Ralph De Witt wrote:
I have a Dell Inspiron E1705 Computer with a 80 gig hard drive. I also have a Western Digital 500 gig My Book External USB Hard Drive attached. I would like to Back up the entire hard drive to a partition on the external drive. I have very little knowledge of how to do this. I have always backed up to a CD individual files after a data loss. I thought a auto backup routine would work, but the computer may not be on when the backup would be scheduled, and the external hard drive partition do not seem to want to auto mount so that would not work. I am using the kde desk top. Could some one add to my knowledge and help me out? TIA
The best approach will depend on what you want to do with the copy and whether you are willing to reboot every time to make it. If you just want a spare copy of your files, you can format the drive as ext3, connect it when you want to do a backup (and you may or may not have to mount it manually with a command), and use rsync to copy the directories you want to save.

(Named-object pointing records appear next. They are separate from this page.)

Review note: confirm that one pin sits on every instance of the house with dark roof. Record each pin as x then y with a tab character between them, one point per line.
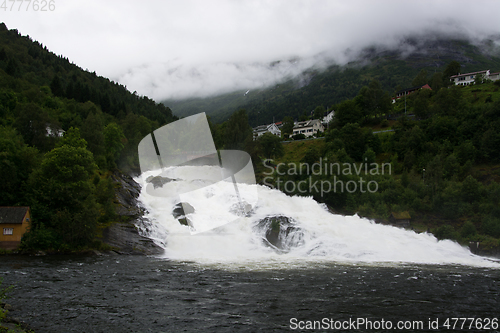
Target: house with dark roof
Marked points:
308	127
469	78
260	130
14	222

You'd need a running system to access these copies, but they would be immediately available when the disk is mounted.
If you want full image backups and are willing to reboot, you can install 'clonezilla-live' http://clonezilla.sourceforge.net/clonezilla-live/ on a USB drive in a way that you can boot directly from it and also store the image copies on it. To use these, you'd have to boot a similar replacement system with a drive of equal or larger size from the same USB drive and use the restore option to rebuild the system. Unlike some of the other image backup systems, clonezilla knows enough about most linux filesystems to only copy the used space on the disk - and it can do windows ntfs drives too.